I remember when I was younger and how much I wished I was older which I’m sure we all have felt. It seemed like the coolest thing to be able to buy anything you want, whenever you wanted and being in control of yourself instead of your parents. I grew up with two older sisters and I always copied their behavior. I wanted to be just like them because they were older than me and inspired me in many ways.
Growing up, I was always such a “diva” as my mom would call it. I was very fortunate and I realize now how spoiled I was by my parents. For twelve years, I was the youngest kid so I was treated as their “little baby” and I was protected, safe and loved. I couldn’t ask for more and yet I still looked forward to being an adult and independent.
Now, as I’m writing this, I’m eighteen years old. I remember being excited for this age because it seemed so mature and I’d be able to drive, go shopping, vote, go to college and move out. However, now that it’s my reality, I find myself missing my childhood and wishing to be that little girl again. One of the responsibilities I didn’t think about having to do when I was older was getting a job. Everything costs money and unfortunately money doesn’t fall from a tree. I eventually wanted to help my parents out because I learned overtime about the importance of money and if I wanted to be able to do all the things I wanted to do when I was six, then I would have to work for it.
Last year, I got my first job and I was a tutor at an elementary school. Ever since I was younger, I’ve wanted to be a teacher and I can’t believe that next year, I’ll be in college to actually become one. It honestly makes me so sad knowing that my friends and I may drift apart as we go to different colleges. I wish I could stay in the moment and I know these memories with them is something I will miss.

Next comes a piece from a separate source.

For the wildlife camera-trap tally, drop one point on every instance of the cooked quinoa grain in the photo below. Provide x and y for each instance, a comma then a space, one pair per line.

Earlier this year, I got my drivers license and my first car. It was such an exciting moment for me. However, every morning when I drive to school alone, I think about when my dad would take me to school, he’d pick me up Dunkin’ and we’d jam to the radio. That is something I won’t be able to relive because now I’m the one behind the wheel.
Today, I find myself having many stressors like school, work, family, etc which are apart of my responsibilities. When you’re a kid, everything is done for you and you don’t make as many decisions because you may not know what’s best for you. I still feel like I don’t even know what’s best for me and I find myself searching for my mom in times of distress.
On the bright side of all of this, I do see turning eighteen as a privilege and I know I will go through obstacles that maybe I wouldn’t have experienced in adolescence, but they’re apart of life and growing up.